由于Netty泄露检测是全局参数,所以也把arthas内置的Netty的泄露检测开启了,这里我们发现一个奇怪的类:io.termd.core.telnet.netty.TelnetChannelHandler,这个并不是Netty自己的类,google一把发现是alibaba/termd中的一个类,看下代码:

1
2
3
4
5
6
7
public void channelRead(ChannelHandlerContext ctx, Object msg) {
ByteBuf buf = (ByteBuf) msg;
int size = buf.readableBytes();
byte[] data = new byte[size];
buf.getBytes(0, data);
conn.receive(data);
}

channelRead里,分配的ByteBuf既没有释放,也没有在Pipeline上继续传递。导致这个ByteBuf申请之后没有release

修改一下:

1
2
3
4
5
6
7
8
9
10
11
public void channelRead(ChannelHandlerContext ctx, Object msg) {
ByteBuf buf = (ByteBuf) msg;
try {
int size = buf.readableBytes();
byte[] data = new byte[size];
buf.getBytes(0, data);
conn.receive(data);
} finally {
buf.release();
}
}

排查过程中收获的一些知识点

  1. Netty默认使用的是池化内存,且是直接内存。
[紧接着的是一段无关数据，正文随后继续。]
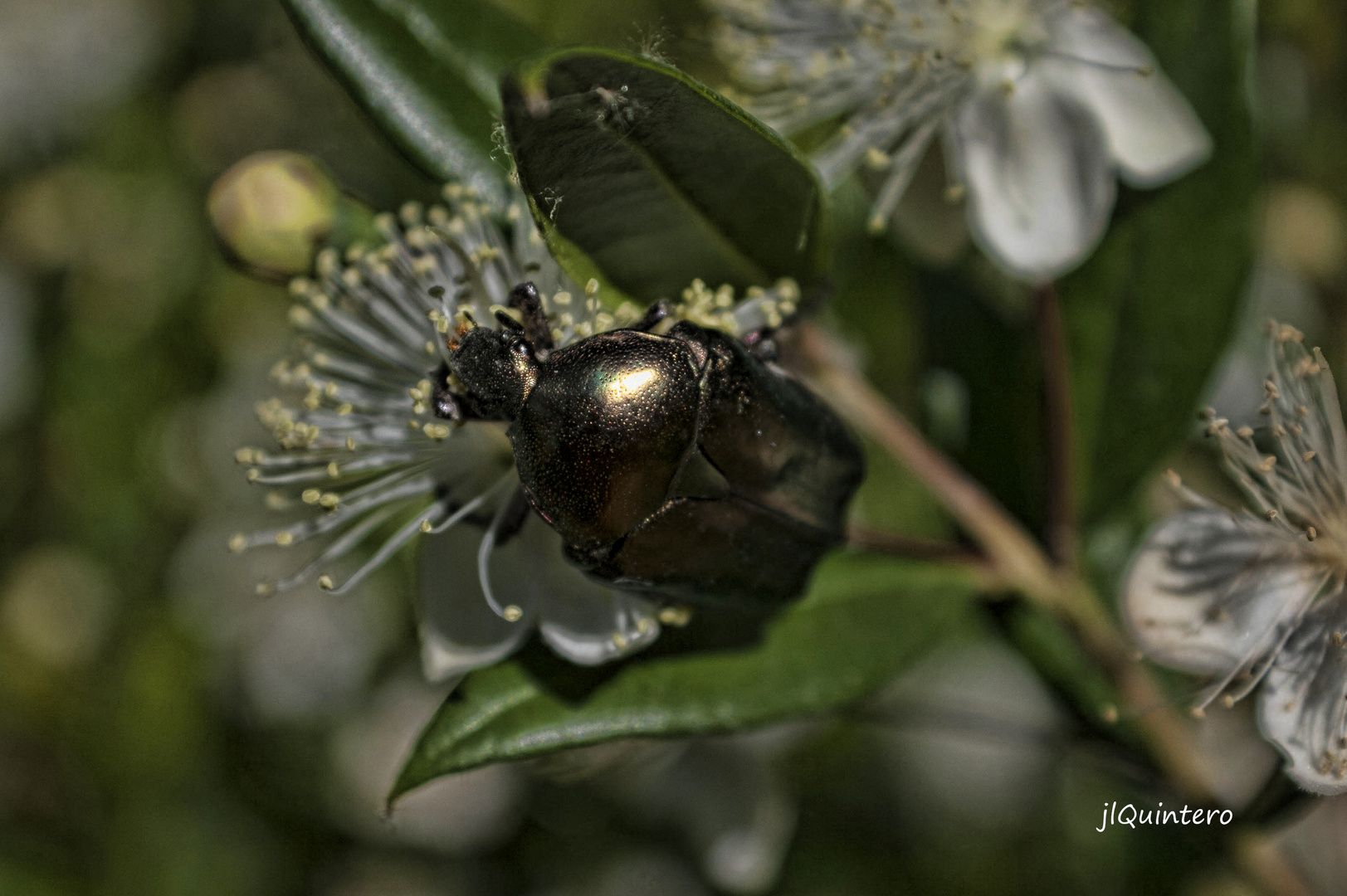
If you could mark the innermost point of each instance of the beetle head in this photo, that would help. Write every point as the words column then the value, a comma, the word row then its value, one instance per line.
column 499, row 369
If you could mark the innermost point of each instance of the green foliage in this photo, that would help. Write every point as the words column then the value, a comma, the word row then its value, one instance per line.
column 1146, row 317
column 862, row 621
column 657, row 178
column 425, row 71
column 1152, row 311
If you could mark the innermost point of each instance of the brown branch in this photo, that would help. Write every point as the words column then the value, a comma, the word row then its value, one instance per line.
column 1061, row 449
column 919, row 548
column 1007, row 544
column 1012, row 554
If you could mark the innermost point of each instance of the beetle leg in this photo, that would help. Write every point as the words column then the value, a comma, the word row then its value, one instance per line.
column 652, row 317
column 514, row 519
column 538, row 329
column 443, row 402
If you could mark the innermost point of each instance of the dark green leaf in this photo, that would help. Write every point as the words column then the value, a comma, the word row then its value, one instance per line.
column 1152, row 311
column 657, row 178
column 1146, row 317
column 864, row 620
column 425, row 71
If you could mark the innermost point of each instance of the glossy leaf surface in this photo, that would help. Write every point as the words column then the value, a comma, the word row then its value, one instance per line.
column 862, row 621
column 657, row 178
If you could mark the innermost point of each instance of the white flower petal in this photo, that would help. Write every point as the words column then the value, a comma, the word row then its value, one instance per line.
column 1211, row 592
column 458, row 630
column 582, row 620
column 598, row 626
column 1154, row 134
column 1304, row 699
column 1037, row 172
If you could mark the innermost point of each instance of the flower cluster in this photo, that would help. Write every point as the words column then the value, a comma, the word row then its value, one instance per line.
column 1260, row 598
column 1039, row 103
column 367, row 457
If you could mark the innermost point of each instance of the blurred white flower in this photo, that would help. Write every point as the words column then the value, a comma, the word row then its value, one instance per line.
column 372, row 449
column 64, row 60
column 1257, row 598
column 467, row 813
column 1040, row 103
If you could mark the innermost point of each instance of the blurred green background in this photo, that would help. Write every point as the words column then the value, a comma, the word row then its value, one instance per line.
column 166, row 732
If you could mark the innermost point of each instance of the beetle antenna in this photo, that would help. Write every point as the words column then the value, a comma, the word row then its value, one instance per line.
column 484, row 554
column 538, row 329
column 652, row 317
column 508, row 322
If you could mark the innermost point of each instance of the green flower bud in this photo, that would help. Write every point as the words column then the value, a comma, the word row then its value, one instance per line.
column 274, row 211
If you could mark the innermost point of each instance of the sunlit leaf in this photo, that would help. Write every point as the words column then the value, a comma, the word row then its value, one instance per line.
column 862, row 621
column 425, row 71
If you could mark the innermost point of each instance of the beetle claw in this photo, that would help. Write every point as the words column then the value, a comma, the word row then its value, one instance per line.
column 652, row 317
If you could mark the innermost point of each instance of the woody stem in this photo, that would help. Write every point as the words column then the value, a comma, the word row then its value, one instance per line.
column 1057, row 402
column 1014, row 557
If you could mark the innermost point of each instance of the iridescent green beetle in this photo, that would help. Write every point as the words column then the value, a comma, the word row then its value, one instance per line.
column 679, row 465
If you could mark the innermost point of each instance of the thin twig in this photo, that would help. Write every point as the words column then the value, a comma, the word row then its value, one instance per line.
column 1012, row 553
column 1057, row 401
column 1007, row 544
column 919, row 548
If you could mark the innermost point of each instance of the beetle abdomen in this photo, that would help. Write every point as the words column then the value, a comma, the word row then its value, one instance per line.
column 603, row 433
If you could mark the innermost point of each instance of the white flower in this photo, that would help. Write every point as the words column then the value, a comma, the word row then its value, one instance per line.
column 1039, row 103
column 365, row 457
column 1257, row 600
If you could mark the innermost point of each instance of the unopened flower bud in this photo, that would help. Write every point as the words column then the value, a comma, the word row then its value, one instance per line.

如果是android系统,默认使用的是非池化的ByteBuf
  2. TelnetChannelHandler继承自ChannelInboundHandlerAdapter,这个类的是不会自动释放ByteBuf的,而SimpleChannelInboundHandler是自动释放ByteBuf的,继承SimpleChannelInboundHandler需要实现channelRead0方法,看下SimpleChannelInboundHandler的代码:
1
2
3
4
5
6
7
8
9
10
11
12
13
14
15
16
17
public void channelRead(ChannelHandlerContext ctx, Object msg) throws Exception {
boolean release = true;
try {
if (acceptInboundMessage(msg)) {
@SuppressWarnings("unchecked")
I imsg = (I) msg;
channelRead0(ctx, imsg);
} else {
release = false;
ctx.fireChannelRead(msg);
}
} finally {
if (autoRelease && release) {
ReferenceCountUtil.release(msg);
}
}
}

被处理过的msg都会在finally里释放(默认autoRelease = true)。

  1. Netty自带的编解码器,是会自动释放ByteBuf的,比如MessageToByteEncoderLengthFieldBasedFrameDecoder
  2. Pipeline的尾节点TailContext也会释放ByteBuf,有些需要释放的ByteBuf我们也可以通过fireChannelRead让它继续走到Pipeline的尾节点中。